Conversation implies a two-way exchange of language. Therefore, reaching a conversational level implies quite a high level of comprehension of the language so that we can understand what is being said to us. That means in order to converse properly we need to prepare ourselves.
I believe very much in the importance of input. Most of my language learning has been based on massive amounts of listening and reading, ever since I was a young man.
When I first studied German, Italian and Spanish, I used to study books with word lists. For the last 15 years I’ve been able to take advantage of mp3 players and other technology to study Cantonese, Russian, Korean, Polish, Ukrainian, Romanian, Portuguese as well as other languages. I achieved the ability to converse more quickly, and more enjoyably than before.
I am often asked at what point do I start speaking and when do I consider myself at a conversational level. To some extent you can start at any time. However, the results will vary depending on your degree of preparation.
a limited vocabulary, but you happen to spend two weeks in Mexico, you may be able to say certain things. You may be able to go to a restaurant and between pointing, gesturing and saying things, you’ll be able to order. You may even do better than that. How well you do will depend on your degree of preparation.

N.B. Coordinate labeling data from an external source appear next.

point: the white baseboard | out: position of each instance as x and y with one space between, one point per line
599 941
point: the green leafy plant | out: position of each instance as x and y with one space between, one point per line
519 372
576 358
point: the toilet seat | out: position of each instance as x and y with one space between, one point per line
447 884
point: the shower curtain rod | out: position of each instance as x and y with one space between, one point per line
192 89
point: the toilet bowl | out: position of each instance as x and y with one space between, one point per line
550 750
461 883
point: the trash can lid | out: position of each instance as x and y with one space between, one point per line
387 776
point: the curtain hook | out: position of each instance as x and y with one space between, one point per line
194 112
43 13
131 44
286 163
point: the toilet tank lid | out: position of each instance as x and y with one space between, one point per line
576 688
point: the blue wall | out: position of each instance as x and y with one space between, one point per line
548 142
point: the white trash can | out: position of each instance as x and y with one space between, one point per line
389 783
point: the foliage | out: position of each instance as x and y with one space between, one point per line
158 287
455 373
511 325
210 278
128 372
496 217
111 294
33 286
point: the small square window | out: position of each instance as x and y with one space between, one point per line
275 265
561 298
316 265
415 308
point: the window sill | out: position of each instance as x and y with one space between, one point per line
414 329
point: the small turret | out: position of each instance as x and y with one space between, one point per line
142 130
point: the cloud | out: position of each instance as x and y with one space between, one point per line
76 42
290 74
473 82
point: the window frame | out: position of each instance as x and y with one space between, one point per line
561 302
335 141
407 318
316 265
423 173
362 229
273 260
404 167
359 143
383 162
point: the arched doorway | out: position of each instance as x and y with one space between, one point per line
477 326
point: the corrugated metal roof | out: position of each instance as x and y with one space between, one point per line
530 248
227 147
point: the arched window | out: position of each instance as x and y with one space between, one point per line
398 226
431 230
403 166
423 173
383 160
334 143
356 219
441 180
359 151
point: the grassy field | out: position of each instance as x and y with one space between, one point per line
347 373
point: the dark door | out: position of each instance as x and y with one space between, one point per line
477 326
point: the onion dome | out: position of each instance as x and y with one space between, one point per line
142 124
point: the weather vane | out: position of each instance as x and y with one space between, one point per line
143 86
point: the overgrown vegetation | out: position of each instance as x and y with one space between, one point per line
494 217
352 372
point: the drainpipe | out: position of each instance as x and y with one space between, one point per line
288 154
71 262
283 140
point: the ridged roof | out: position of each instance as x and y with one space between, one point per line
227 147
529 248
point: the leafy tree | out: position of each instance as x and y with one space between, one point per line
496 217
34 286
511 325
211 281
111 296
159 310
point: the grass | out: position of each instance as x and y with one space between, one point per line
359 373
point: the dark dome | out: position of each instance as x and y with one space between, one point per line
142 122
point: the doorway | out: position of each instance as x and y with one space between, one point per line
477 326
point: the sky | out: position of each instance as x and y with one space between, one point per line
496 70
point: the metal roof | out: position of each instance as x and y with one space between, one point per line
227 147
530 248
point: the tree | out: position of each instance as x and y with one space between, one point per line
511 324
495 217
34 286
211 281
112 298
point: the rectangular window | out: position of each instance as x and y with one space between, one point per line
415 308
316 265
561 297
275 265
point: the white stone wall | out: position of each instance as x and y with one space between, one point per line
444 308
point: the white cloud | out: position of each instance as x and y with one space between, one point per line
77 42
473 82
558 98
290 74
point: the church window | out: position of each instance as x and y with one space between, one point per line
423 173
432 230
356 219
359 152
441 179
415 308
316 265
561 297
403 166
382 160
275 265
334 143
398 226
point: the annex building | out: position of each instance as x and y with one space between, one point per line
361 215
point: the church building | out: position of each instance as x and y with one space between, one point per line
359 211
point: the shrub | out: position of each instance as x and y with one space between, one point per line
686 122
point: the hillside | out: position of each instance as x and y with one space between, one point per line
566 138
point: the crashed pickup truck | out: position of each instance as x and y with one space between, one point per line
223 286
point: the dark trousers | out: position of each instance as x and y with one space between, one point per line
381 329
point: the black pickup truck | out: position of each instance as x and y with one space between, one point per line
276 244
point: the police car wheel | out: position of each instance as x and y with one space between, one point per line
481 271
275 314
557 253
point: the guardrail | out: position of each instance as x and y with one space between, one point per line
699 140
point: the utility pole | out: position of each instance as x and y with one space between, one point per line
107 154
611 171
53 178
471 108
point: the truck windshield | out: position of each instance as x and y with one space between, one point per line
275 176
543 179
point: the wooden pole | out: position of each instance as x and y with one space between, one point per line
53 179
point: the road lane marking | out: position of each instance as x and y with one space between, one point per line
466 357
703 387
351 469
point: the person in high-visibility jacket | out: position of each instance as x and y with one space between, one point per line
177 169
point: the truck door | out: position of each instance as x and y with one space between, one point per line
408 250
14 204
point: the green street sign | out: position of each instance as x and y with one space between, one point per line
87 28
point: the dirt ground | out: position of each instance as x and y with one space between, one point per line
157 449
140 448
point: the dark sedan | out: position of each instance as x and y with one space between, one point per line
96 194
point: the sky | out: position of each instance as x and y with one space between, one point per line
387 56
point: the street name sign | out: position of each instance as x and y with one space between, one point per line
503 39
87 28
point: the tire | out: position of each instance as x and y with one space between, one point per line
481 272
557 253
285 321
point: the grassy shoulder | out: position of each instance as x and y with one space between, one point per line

Unless you have prepared yourself, with a lot of listening and reading, you may have trouble understanding much of what is said. When you go back home, it may seem that you have lost whatever conversational ability you had. If you had been better prepared you would not only have been able to participate in more meaningful conversations while in the country, but you would probably have been able to retain more after your return home.
I remember quite a few years ago I spent a few months time trying to learn Portuguese, using the usual starter books that are sold in bookstores. Then I went to Portugal and found it very difficult to have any meaningful conversations with Portuguese people. I couldn’t follow what the Portuguese were saying. Besides that, they spoke English much better than I spoke Portuguese, so they just switched to English in many cases, or else I just gave up.
Then, a few years later, I put in an additional three months of study of Portuguese, more systematically. I didn’t just read and listen to phrases or study the grammar. I listened daily to interesting content, which I also read. By that time we had better content in our Portuguese library at LingQ, which I devoured. I also found some great Portuguese podcasts that I listened to for hours.
The next time I went to Portugal I could converse, albeit with difficulty, and on quite a wide variety of topics. What was more important, I could understand what people were saying. The people I spoke to continued to speak to me in Portuguese and didn’t automatically switch to English as they had done before. This visit became a milestone in my acquisition of the Portuguese language, which I continue to enjoy, listening, reading and speaking.
That depends on your situation, opportunity, need and tolerance for uncertainty. A conversation is an opportunity for meaningful input, as you listen to your speaking partner. However, the range of words you will acquire from speaking to someone when your level in the language is low is in turn, quite limited. Your counterpart has to adjust to your level. So even if you have the chance to engage with people in the language at an early stage in the language, I would still recommend staying with a program of deliberate listening and reading. The focus should remain on input.
To speak well, we eventually need to speak a lot. However, how much to speak at what stage of our language learning journey depends on our needs, opportunities and inclinations. When we start won’t influence our ultimate success in the language, as long as we eventually get enough opportunity to speak.
How much deliberate input learning is required? If I know Spanish and I want to be comfortably conversational in Portuguese and have an hour a day to spend, then I think six months is enough. If I have more than an hour, maybe two or three hours a day, I could reduce that down to two or three months. That is in the case of going from Spanish to Portuguese. Obviously the more similar the new language is to a language you already know, the less time it will take.
For example, it took me years to achieve the same level of comfort in Russian, based on an hour a day of listening and reading. After Russian, Czech took less than a year, and thereafter, Ukrainian and Polish took even less time.
Conversation is by definition two-way. It’s not just about you saying something and then being lost when the person replies. Conversation implies a more or less balanced exchange, where the other person doesn’t have to make too many allowances for you, and where you don’t give the impression of not understanding.
The most important goal of language learning, therefore, has to be to understand. I can stumble and have trouble expressing myself, and not find words. It doesn’t matter. If I can understand what is being said, then my speaking ability will eventually develop.
As to when to take the plunge and start talking, it is really up to you. You can do so at anytime. Your conversational ability will reflect the preparation work you have put it. Regardless of your level, unless you continue to focus your efforts on input, your vocabulary will remain stagnant, and your ability to understand won’t progress. Therefore, even if your goal is just to get to a conversational level, I would keep active in listening and reading. At least that has always been my strategy.